Finiture Minichamps sul corpo vettura K

Le portiere a compasso restano identiche nella meccanica alla versione da Le Mans, ma la carrozzeria più corta cambia visivamente il profilo laterale del modellino. Le cerniere metalliche tengono l'apertura senza cedimenti, e l'abitacolo, semplificato come su ogni 906, mostra sedile a guscio e strumentazione essenziale. La livrea di questo esemplare, con il numero 49, distingue la scheda gara di Sebring da quella europea.

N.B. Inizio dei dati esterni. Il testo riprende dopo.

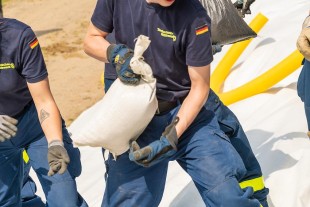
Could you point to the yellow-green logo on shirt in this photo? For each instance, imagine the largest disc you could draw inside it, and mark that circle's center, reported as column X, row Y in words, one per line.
column 167, row 34
column 7, row 66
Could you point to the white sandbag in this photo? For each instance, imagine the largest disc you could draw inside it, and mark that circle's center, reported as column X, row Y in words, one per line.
column 123, row 113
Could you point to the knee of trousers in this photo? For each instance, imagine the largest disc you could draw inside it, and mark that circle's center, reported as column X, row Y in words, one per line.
column 229, row 194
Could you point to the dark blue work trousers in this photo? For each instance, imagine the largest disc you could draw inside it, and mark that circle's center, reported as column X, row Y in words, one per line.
column 303, row 89
column 216, row 161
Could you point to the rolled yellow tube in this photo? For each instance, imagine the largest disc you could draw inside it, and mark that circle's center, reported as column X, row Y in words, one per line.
column 223, row 68
column 264, row 81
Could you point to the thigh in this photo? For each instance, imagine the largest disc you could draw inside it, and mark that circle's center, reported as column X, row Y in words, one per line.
column 129, row 184
column 11, row 175
column 208, row 157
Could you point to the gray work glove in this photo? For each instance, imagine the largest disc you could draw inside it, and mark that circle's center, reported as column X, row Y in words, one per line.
column 157, row 151
column 8, row 127
column 58, row 158
column 120, row 55
column 216, row 49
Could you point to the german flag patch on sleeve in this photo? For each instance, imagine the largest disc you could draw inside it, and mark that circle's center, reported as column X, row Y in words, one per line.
column 33, row 43
column 202, row 29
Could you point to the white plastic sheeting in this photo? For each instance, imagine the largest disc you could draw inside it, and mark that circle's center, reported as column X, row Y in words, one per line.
column 274, row 121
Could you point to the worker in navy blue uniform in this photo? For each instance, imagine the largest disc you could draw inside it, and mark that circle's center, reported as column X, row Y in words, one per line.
column 30, row 120
column 303, row 84
column 185, row 129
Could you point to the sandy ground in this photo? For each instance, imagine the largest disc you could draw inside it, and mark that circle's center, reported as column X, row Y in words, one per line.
column 60, row 27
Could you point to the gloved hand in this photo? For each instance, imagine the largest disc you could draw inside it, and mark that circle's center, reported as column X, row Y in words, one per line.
column 157, row 150
column 303, row 41
column 120, row 55
column 58, row 158
column 246, row 7
column 216, row 48
column 8, row 127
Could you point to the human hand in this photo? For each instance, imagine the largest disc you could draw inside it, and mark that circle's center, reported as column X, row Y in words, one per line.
column 303, row 41
column 8, row 127
column 58, row 158
column 157, row 150
column 120, row 55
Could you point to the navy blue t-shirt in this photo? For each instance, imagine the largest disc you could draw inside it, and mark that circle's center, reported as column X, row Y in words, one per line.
column 179, row 34
column 21, row 61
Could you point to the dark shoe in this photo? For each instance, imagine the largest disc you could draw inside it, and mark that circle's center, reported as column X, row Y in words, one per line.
column 239, row 8
column 246, row 6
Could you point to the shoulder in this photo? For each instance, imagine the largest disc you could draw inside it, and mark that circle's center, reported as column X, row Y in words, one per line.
column 13, row 24
column 191, row 7
column 191, row 10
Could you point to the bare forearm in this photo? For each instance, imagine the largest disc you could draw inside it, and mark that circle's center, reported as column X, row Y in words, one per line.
column 50, row 120
column 95, row 44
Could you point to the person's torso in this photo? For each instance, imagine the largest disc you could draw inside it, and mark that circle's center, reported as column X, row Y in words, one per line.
column 167, row 28
column 14, row 93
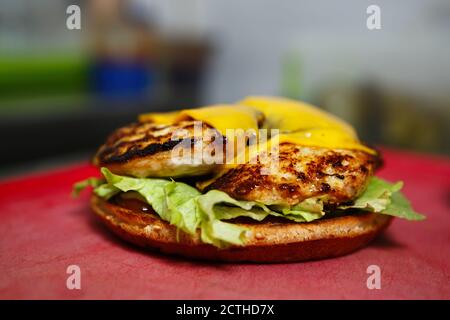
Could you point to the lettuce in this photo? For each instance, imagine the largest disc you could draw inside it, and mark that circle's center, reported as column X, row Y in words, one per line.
column 191, row 211
column 386, row 198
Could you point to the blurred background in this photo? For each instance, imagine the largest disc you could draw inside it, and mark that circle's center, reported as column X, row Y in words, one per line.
column 62, row 91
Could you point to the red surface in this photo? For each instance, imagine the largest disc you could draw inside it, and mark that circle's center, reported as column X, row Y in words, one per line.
column 43, row 231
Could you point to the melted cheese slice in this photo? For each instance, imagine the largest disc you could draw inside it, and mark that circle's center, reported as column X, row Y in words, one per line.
column 290, row 115
column 225, row 117
column 299, row 123
column 159, row 117
column 221, row 117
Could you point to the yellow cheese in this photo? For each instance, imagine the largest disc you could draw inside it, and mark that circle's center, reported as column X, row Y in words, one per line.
column 298, row 122
column 223, row 117
column 159, row 117
column 326, row 138
column 290, row 115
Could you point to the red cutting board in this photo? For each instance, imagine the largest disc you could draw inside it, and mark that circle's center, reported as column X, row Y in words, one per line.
column 43, row 231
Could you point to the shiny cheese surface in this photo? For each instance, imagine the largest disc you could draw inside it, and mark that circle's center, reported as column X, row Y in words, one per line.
column 290, row 115
column 299, row 123
column 221, row 117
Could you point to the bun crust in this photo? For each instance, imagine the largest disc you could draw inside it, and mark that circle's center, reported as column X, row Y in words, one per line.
column 268, row 242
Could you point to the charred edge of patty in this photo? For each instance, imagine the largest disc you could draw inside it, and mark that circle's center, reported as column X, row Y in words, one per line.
column 240, row 181
column 107, row 156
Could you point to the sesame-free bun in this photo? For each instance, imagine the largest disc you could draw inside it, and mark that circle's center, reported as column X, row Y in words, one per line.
column 274, row 241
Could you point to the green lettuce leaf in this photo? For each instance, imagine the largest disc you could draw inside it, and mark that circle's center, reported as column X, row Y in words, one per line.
column 385, row 198
column 190, row 211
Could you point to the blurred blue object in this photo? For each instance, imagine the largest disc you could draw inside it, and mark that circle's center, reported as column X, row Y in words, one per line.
column 123, row 80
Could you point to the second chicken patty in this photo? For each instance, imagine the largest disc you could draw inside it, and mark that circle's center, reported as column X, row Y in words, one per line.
column 336, row 176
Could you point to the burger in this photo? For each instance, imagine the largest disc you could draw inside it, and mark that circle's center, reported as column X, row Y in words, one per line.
column 266, row 179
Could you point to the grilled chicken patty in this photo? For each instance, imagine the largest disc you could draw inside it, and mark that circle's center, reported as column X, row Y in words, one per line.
column 146, row 149
column 337, row 176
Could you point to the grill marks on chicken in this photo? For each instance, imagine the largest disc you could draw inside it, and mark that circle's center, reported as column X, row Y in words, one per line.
column 146, row 149
column 337, row 176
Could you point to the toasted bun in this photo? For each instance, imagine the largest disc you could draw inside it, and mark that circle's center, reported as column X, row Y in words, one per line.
column 268, row 241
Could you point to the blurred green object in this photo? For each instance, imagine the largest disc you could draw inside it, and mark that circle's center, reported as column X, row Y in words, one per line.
column 24, row 77
column 291, row 75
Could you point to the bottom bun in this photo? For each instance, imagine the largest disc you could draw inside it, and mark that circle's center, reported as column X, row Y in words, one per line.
column 273, row 241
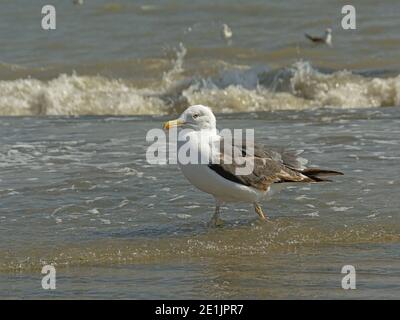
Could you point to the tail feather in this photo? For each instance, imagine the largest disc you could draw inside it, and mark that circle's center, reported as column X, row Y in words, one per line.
column 318, row 175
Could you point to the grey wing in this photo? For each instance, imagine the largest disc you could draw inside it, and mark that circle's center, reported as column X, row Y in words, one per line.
column 269, row 166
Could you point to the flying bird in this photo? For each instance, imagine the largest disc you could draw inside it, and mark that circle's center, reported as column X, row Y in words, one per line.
column 326, row 39
column 226, row 32
column 220, row 178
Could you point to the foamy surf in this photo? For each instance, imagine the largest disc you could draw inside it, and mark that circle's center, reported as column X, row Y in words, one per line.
column 233, row 89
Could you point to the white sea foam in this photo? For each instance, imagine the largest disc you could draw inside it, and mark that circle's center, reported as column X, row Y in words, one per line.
column 297, row 87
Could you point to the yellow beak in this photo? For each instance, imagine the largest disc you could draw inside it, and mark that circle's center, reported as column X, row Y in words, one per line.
column 173, row 123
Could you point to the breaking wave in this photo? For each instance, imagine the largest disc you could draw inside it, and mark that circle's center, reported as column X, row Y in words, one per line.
column 234, row 89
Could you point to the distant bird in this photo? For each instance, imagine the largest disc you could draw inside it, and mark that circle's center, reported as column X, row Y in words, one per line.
column 327, row 38
column 219, row 177
column 226, row 32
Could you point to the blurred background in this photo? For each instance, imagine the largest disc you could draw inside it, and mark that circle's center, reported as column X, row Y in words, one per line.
column 142, row 57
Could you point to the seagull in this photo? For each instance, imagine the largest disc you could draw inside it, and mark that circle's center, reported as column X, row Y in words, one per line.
column 226, row 32
column 271, row 168
column 327, row 38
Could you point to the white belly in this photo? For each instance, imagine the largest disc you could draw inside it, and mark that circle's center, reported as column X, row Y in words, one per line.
column 205, row 179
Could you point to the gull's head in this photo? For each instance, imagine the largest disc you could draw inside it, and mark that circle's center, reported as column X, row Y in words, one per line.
column 196, row 117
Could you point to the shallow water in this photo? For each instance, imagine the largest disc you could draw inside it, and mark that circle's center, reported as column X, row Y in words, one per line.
column 79, row 194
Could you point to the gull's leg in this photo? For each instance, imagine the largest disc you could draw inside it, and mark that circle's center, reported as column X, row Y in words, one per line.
column 259, row 211
column 216, row 221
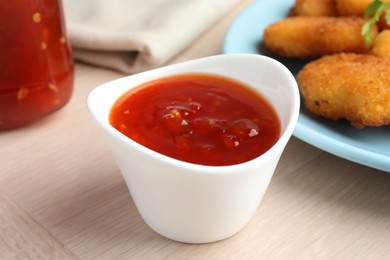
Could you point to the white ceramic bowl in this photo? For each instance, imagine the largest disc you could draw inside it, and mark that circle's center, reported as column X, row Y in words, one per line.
column 196, row 203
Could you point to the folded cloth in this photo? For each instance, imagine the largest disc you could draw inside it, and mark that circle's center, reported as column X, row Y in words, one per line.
column 137, row 35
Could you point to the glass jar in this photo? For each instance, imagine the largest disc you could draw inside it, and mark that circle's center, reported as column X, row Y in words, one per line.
column 36, row 66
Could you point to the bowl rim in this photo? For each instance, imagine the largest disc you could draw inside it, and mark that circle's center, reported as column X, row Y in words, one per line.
column 278, row 146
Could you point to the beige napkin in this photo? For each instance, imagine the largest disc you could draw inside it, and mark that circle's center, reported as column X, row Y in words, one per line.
column 137, row 35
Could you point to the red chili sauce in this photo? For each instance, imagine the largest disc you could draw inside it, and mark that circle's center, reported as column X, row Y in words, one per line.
column 198, row 118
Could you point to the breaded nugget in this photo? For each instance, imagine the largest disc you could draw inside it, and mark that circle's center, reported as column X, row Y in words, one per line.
column 350, row 86
column 310, row 37
column 352, row 7
column 381, row 45
column 314, row 8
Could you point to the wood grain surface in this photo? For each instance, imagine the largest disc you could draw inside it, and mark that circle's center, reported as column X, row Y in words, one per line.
column 62, row 195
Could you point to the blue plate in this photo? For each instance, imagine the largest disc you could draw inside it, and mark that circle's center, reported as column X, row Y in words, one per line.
column 369, row 146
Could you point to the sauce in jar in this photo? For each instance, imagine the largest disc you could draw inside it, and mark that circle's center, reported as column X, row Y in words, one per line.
column 36, row 67
column 198, row 118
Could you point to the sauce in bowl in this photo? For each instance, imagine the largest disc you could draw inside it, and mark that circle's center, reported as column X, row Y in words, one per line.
column 198, row 118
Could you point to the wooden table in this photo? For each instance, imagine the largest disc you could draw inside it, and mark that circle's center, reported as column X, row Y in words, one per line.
column 63, row 197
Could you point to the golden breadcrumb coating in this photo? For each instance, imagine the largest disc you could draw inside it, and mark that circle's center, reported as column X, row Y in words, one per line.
column 350, row 86
column 314, row 8
column 352, row 7
column 311, row 37
column 381, row 45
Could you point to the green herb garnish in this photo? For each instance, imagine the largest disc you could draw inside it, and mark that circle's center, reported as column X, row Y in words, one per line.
column 373, row 13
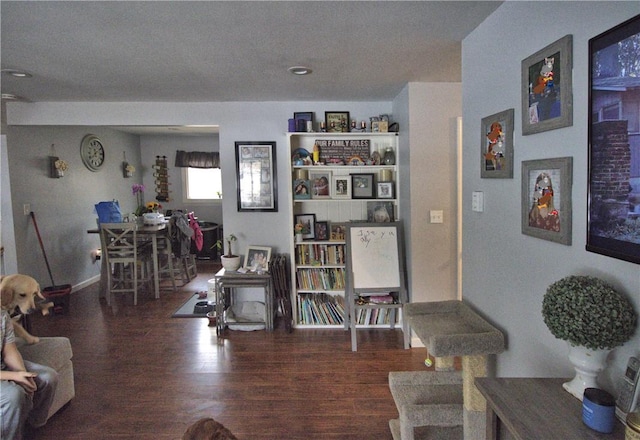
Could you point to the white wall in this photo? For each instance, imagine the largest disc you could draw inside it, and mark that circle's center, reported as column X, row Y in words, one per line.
column 506, row 273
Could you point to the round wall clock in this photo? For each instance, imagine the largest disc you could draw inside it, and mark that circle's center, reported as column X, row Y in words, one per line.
column 92, row 152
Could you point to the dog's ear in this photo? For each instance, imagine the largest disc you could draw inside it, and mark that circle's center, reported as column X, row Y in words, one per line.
column 6, row 293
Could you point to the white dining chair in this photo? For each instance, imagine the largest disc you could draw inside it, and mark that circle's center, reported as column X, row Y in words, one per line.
column 127, row 258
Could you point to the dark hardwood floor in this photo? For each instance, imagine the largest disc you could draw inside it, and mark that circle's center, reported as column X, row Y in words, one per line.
column 140, row 374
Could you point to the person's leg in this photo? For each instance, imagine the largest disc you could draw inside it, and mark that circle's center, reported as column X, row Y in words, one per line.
column 47, row 381
column 15, row 404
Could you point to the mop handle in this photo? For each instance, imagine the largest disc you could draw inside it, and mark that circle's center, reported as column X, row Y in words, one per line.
column 33, row 217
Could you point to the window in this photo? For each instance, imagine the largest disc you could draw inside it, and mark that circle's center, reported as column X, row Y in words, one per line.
column 202, row 184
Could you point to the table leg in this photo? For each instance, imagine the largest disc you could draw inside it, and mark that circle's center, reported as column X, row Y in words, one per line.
column 156, row 277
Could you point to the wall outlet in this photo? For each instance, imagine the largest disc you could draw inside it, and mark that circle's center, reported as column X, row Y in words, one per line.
column 437, row 216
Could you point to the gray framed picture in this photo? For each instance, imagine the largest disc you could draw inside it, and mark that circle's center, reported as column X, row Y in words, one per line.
column 546, row 199
column 496, row 145
column 547, row 99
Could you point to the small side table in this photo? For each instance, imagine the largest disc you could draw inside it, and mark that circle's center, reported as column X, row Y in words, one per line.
column 536, row 409
column 225, row 284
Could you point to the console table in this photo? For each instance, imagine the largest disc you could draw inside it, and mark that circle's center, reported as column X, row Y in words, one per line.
column 535, row 408
column 225, row 284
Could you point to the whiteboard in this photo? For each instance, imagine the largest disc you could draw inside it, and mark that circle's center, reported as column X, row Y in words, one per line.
column 375, row 256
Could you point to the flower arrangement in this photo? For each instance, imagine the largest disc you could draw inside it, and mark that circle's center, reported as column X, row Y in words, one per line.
column 153, row 206
column 586, row 311
column 61, row 165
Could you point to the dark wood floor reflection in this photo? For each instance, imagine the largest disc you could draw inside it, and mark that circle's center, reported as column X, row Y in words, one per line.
column 141, row 374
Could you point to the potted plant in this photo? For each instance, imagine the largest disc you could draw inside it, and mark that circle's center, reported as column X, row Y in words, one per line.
column 593, row 318
column 229, row 260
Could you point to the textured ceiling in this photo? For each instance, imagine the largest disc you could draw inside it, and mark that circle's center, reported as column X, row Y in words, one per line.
column 182, row 51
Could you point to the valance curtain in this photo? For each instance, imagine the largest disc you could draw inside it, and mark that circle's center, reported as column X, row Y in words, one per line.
column 197, row 159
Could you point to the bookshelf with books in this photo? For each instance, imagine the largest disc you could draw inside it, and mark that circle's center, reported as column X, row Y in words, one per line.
column 336, row 178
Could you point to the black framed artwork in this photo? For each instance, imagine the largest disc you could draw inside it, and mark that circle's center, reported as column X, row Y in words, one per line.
column 256, row 176
column 613, row 213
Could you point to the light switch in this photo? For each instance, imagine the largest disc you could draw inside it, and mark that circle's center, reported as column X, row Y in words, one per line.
column 477, row 201
column 436, row 216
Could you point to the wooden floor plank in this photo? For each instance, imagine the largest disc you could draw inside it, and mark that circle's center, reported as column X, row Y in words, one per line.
column 141, row 374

Jo Siffert e il 906 privato alla 12 Ore di Sebring 1966

Un pilota poliedrico al volante Porsche

Jo Siffert, svizzero, correva in questi anni sia in Formula 1 che nell'endurance, costruendo una reputazione di versatilità che lo avrebbe portato a legare il proprio nome ai prototipi Porsche più importanti degli anni successivi. Sebring, con il suo asfalto irregolare e le curve serrate, era una gara che premiava proprio i piloti capaci di adattare rapidamente lo stile di guida, qualità che Siffert avrebbe dimostrato per tutta la carriera.

Il 906 di Vogele e Siffert correva in un campo di gara dove le Sport Porsche affiancavano prototipi più grandi e potenti: la sfida non era la velocità pura, ma la costanza su un tracciato che metteva a dura prova meccanica e piloti.

Coda corta o coda lunga: due letture dello stesso prototipo

Confrontare in vetrina un 906K come questo con una versione Langheck racconta meglio di qualsiasi scheda tecnica come lo stesso progetto potesse trasformarsi per adattarsi al circuito.

Scegliere tra le due carrozzerie in collezione

Chi possiede già una versione Langheck trova in questo 906K un naturale completamento tematico, non una ripetizione: stesso pianale, stesso motore boxer, ma una lettura aerodinamica opposta. Alla scala 1:18 le differenze di lunghezza tra le due code diventano immediatamente leggibili anche a distanza, rendendo l'accostamento particolarmente efficace su uno scaffale dedicato all'endurance Porsche di metà anni Sessanta.